Skills are also called Sub-agents — they are components within a larger agent system and are very easy to transfer and share. The Sub-agent concept originates from Multi-Agent System architecture, where a main agent (Orchestrator) understands user intent and distributes tasks, while multiple sub-agents each handle specific domain tasks. This design pattern is widely used in frameworks like AutoGPT, CrewAI, and MetaGPT. The advantage of Skills as sub-agents lies in their lightweight nature — a single Markdown file defines a complete workflow for a specialized domain, greatly simplifying compared to the complex configurations of traditional multi-agent frameworks.
Hands-On with Spring AI Alibaba: Integrating Any LLM
Code Implementation
Although Skills were originally introduced by Claude, understanding the principles allows us to implement them with any LLM using Spring AI Alibaba combined with Tools. Spring AI Alibaba is an extension project developed by Alibaba based on the Spring AI framework, designed to provide Java developers with a convenient AI application development experience. Spring AI itself is an AI integration framework launched by the Spring ecosystem in late 2023, offering a unified API abstraction layer for connecting to different LLM providers. Spring AI Alibaba adds native support for domestic models like Qwen and integrates cutting-edge capabilities such as MCP and Skills, enabling enterprise Java applications to quickly incorporate AI capabilities.
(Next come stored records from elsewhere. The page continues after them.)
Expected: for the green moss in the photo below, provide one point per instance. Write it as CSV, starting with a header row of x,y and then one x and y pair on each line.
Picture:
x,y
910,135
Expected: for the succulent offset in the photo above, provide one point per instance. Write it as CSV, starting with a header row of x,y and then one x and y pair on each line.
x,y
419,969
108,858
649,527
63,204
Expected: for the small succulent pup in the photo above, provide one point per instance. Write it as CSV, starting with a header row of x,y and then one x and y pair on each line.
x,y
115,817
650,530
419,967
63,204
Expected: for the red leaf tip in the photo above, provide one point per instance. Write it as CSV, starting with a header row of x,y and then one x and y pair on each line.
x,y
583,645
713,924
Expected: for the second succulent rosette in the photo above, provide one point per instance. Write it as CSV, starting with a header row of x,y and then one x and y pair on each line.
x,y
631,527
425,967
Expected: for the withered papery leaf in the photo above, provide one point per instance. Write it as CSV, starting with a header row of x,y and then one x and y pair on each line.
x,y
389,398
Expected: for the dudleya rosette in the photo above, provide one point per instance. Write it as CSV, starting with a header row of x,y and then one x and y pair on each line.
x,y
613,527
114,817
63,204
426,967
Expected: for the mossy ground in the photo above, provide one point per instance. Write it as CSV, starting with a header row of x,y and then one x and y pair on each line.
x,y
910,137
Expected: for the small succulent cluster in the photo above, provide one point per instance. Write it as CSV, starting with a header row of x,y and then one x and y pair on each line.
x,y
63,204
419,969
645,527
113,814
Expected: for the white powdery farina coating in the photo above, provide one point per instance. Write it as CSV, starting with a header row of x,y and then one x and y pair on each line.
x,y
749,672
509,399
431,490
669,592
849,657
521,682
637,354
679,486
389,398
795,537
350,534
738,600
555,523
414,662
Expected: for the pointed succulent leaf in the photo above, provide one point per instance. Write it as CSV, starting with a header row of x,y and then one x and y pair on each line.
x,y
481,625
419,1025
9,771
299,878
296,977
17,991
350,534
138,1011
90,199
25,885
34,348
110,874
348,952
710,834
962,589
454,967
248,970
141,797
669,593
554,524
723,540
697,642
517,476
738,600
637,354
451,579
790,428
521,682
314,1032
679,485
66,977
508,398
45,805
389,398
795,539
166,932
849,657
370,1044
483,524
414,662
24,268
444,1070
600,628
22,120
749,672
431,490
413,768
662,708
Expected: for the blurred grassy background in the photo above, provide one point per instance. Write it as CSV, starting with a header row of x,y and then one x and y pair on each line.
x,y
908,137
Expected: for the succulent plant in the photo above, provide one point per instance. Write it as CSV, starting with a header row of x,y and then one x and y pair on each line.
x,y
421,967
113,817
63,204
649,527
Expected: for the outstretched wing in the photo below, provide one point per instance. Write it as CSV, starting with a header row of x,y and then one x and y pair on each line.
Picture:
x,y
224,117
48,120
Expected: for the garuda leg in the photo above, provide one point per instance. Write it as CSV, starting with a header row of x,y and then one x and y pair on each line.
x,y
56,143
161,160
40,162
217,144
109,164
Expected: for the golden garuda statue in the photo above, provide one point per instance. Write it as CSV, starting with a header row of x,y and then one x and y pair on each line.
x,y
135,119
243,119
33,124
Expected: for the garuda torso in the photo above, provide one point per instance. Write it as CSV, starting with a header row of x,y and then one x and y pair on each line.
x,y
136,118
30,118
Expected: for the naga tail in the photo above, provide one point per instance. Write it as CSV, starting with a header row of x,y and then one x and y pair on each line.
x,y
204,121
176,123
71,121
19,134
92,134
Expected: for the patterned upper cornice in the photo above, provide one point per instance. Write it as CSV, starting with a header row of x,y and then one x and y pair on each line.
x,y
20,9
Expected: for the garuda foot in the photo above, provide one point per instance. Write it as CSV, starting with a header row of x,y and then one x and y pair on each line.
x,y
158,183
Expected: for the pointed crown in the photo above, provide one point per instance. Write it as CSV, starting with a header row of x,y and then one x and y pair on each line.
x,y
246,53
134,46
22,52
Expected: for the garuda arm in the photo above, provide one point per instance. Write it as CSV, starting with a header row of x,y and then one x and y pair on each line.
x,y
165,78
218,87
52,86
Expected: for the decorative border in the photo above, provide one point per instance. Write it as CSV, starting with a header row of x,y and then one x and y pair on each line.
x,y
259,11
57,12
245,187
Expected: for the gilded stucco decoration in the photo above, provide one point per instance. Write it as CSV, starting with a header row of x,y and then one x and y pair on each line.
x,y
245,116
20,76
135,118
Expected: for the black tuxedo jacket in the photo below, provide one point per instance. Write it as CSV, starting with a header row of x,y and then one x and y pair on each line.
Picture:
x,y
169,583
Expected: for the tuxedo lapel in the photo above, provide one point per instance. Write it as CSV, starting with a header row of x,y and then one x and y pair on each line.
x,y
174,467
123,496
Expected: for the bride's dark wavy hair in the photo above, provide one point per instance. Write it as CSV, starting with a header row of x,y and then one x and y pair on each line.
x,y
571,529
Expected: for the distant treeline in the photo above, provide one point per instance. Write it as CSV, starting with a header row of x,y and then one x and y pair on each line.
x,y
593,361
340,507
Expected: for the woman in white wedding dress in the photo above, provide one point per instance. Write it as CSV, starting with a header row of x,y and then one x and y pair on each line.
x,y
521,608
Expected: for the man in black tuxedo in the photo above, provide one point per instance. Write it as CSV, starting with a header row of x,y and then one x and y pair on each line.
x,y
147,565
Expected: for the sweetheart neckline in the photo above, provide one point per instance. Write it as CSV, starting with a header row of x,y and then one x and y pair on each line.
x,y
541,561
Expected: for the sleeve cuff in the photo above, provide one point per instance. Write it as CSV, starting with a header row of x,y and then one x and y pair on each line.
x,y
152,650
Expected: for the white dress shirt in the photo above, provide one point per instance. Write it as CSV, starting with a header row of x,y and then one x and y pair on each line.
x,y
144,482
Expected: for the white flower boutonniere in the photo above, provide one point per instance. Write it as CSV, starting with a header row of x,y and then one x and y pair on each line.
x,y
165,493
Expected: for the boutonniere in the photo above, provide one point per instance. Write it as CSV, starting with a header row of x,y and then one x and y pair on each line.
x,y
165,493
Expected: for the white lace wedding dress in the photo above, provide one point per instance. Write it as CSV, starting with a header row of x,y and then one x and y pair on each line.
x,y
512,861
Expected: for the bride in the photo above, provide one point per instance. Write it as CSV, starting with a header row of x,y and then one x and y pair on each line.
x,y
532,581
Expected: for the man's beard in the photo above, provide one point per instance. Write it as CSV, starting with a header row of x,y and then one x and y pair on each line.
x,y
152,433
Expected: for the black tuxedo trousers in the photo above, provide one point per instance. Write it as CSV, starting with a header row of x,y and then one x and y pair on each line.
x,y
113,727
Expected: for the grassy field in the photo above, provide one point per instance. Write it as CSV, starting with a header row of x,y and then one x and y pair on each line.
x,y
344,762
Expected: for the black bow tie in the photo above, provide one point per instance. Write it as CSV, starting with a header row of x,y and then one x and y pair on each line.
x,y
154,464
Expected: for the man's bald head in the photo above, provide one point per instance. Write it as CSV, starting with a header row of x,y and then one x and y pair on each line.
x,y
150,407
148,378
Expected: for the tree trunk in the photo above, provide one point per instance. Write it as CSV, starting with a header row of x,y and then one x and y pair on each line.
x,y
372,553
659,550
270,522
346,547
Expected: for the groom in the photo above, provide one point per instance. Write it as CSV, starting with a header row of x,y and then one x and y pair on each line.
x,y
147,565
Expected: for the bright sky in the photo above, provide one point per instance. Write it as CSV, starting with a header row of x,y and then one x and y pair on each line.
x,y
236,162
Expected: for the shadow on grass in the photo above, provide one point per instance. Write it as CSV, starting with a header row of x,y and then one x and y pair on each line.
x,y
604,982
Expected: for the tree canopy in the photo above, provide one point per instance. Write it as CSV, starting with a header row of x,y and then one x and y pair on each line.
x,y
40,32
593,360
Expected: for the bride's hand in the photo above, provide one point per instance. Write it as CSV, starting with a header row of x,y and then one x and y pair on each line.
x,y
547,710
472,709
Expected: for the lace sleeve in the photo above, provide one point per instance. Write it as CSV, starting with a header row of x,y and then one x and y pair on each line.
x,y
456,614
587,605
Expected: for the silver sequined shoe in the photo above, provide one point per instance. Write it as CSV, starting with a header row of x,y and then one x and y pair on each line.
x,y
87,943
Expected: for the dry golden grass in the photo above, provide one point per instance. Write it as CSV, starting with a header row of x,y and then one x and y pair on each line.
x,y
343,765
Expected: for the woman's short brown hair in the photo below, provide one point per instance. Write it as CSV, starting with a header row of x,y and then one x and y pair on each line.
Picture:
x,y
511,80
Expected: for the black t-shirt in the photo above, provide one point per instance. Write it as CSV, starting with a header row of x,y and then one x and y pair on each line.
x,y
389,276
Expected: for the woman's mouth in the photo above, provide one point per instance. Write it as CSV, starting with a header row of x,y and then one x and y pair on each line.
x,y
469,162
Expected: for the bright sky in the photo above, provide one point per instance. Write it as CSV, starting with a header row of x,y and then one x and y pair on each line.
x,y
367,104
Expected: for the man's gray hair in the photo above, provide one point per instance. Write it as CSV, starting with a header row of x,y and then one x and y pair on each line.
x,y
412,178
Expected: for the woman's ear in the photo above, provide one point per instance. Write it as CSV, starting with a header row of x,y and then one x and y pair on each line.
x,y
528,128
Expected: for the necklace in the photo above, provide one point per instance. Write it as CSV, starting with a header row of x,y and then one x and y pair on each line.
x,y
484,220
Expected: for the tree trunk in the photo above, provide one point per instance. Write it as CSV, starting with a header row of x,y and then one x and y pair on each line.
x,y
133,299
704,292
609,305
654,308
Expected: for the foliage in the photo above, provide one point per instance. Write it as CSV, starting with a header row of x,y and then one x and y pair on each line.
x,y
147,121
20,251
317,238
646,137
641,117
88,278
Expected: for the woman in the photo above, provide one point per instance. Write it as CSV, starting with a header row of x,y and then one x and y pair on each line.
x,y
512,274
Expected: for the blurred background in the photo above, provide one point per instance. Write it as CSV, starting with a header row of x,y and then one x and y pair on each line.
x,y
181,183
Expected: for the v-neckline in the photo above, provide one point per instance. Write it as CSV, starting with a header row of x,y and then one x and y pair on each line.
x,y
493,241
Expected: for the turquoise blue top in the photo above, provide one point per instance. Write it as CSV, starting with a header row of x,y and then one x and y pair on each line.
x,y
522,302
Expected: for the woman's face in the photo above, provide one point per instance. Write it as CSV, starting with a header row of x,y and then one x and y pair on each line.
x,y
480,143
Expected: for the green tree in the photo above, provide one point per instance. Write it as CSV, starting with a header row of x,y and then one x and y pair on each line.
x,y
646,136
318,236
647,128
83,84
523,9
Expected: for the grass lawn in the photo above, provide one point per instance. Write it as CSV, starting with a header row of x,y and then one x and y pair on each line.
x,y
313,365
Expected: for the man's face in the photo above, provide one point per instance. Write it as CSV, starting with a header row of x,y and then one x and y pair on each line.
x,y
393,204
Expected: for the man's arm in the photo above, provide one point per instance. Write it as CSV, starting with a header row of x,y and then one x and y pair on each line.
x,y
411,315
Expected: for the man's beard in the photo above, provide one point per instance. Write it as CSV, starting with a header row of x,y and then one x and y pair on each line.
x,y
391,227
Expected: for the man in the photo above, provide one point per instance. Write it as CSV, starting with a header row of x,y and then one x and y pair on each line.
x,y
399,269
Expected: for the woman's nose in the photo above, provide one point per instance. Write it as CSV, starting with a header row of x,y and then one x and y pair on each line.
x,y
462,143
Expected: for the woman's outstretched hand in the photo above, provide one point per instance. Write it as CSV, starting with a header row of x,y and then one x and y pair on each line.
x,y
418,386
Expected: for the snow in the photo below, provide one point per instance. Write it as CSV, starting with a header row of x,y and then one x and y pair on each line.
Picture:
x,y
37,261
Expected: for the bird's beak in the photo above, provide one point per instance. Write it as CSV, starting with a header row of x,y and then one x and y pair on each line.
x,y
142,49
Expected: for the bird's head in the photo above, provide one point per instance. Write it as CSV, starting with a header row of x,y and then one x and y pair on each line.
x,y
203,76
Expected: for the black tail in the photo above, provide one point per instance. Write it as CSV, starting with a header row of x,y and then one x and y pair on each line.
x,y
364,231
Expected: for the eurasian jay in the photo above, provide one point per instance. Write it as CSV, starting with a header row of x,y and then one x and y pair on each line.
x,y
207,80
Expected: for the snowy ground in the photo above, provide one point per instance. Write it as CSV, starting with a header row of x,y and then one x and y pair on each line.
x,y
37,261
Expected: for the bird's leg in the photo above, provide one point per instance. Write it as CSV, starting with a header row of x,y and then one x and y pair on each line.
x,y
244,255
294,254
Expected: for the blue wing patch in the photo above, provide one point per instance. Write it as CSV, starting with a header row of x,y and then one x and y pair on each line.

In the latest version of Spring AI Alibaba, the framework has built-in Skills implementation:
- Define Skill Agent Hook: Specify the root directory path for Skill files; the framework automatically reads all Skill Markdown files
- Define Shell Command Execution Hook: Because Skills may need to execute scripts in Python or other languages
- Configure Python Tool Support: Execute Python code through a third-party library provided by RawVM
Demo Results
Using "search for the latest papers on protein folding prediction" as an example, the execution flow is:
- The LLM reads the corresponding Skill's Markdown file
- Discovers it needs to execute a Python script
- Automatically checks if the Python environment is ready
- Runs the Python script to search for papers on the arXiv website
- When initial results are unsatisfactory, automatically reasons about the cause
- Checks script syntax, re-runs, and adjusts the search strategy
- Finally finds five relevant papers through category-based search
The entire process demonstrates Skills' autonomous reasoning and error recovery capabilities — the LLM decides its execution strategy step by step based on the Skill description file.
Skills Ecosystem and Resources
There is already a rich collection of ready-made Skills available. Through the Skills.sh website, you can search over 40,000 Skills, and developers can pick what they need without writing from scratch. This sharing mechanism significantly lowers the barrier to AI application development.
Summary
From the technology evolution perspective: Function Call → MCP → Skills, solving three core problems respectively: "how to call", "where to call", and "how to orchestrate complex tasks". Skills are not an entirely new paradigm but rather a clever wrapper around Function Call — using Markdown files to achieve modular prompt management and on-demand loading, enabling LLMs to handle complex multi-step tasks while maintaining good shareability and maintainability.